A hodge-podge of unconnected facts and ideas. The writer bounces like a pinball between competing assertions.

He understands the difficulties caused by regulators, but he ignores the history that created both them, and the monopoly they were designed to oversee. He doesn't understand (or at least doesn't address) that transition from a monopoly to a duopoly was just pissing in the soup. It didn't create a competitive environment, and it's not in the regulator's charter to do so: that's a political and legal construction. If we want an environment where providers can rise to strength based on their ability to give end-users what they want, we can't look to regulators to provide it: that requires policy change.

He correctly questions the statistical method of the OECD's report on broadband (consistent with the need to question any statistic):

"The principal metric used by OECD to rank broadband penetration is broadband lines per 100 people, which is at best misleading and at worst meaningless. Because it doesn't separate business and residential users and fails to account for differences in household composition, the OECD ranking -- Canada 10th and the United States 15th -- is highly suspect.

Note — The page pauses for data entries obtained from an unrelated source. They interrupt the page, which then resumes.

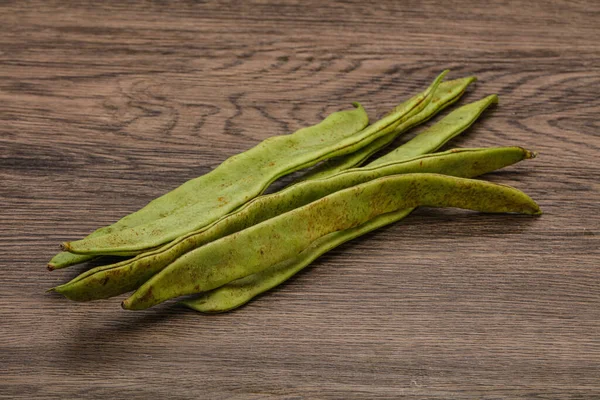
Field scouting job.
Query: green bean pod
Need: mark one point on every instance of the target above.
(440, 133)
(240, 291)
(203, 200)
(221, 182)
(253, 249)
(445, 95)
(111, 280)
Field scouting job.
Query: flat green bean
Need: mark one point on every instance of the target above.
(340, 124)
(240, 291)
(253, 249)
(445, 95)
(111, 280)
(241, 178)
(440, 133)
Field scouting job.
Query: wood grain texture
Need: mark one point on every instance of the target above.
(106, 105)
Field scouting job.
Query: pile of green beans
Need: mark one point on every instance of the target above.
(218, 237)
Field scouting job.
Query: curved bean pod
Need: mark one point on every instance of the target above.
(239, 179)
(249, 251)
(445, 95)
(440, 133)
(339, 125)
(240, 291)
(111, 280)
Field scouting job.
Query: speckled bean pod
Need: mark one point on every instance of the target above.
(240, 178)
(446, 94)
(253, 249)
(111, 280)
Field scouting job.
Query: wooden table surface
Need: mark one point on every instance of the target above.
(106, 105)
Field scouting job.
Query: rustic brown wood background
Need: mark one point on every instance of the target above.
(106, 105)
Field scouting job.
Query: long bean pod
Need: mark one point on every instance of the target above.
(253, 249)
(203, 200)
(239, 292)
(445, 95)
(111, 280)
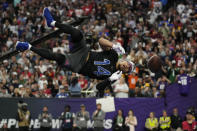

Then what does he do? He jumps to "a recent report": "As for the quality of Canadian connectivity, a recent report found the average download speed for Canada was 4.2 megabits a second, compared to 3.2 Mbps for France. Technology is advancing quickly and speeds of 200 Mbps and faster will soon be commonplace. Indeed, there are pockets in Canada where such services already exist."

What report? Using what statistical method? Does he think 200 Mbps is the ne plus ultra of throughput?

---

It's not worth our time to list the article's other inconsistencies and logical failures, of which there are many. A quick scan of the author's material elsewhere doesn't reveal any obvious bias, so maybe he's just putting in a word for legacy monopolists.

There's a hint of xenophobia, protectionism and incumbent apologetics in his complaint about "... a lot of chutzpah for a foreign investor for whom Industry Minister Tony Clement bent the rules." The contradictions in his approach seem to escape him. Is he complaining about the lack of a truly competitive environment, such that a minister had to make an "exception"? What does it say about status quo when a minister must override the regulator? That is, when the rules must be broken to create competition?

As for the author's poorly-nested claim that incumbents like Bell and Telus would best serve Canadians, full stop. There's a lot of ugly history that's been ignored here.

The article serves readers very poorly. It's a wreck.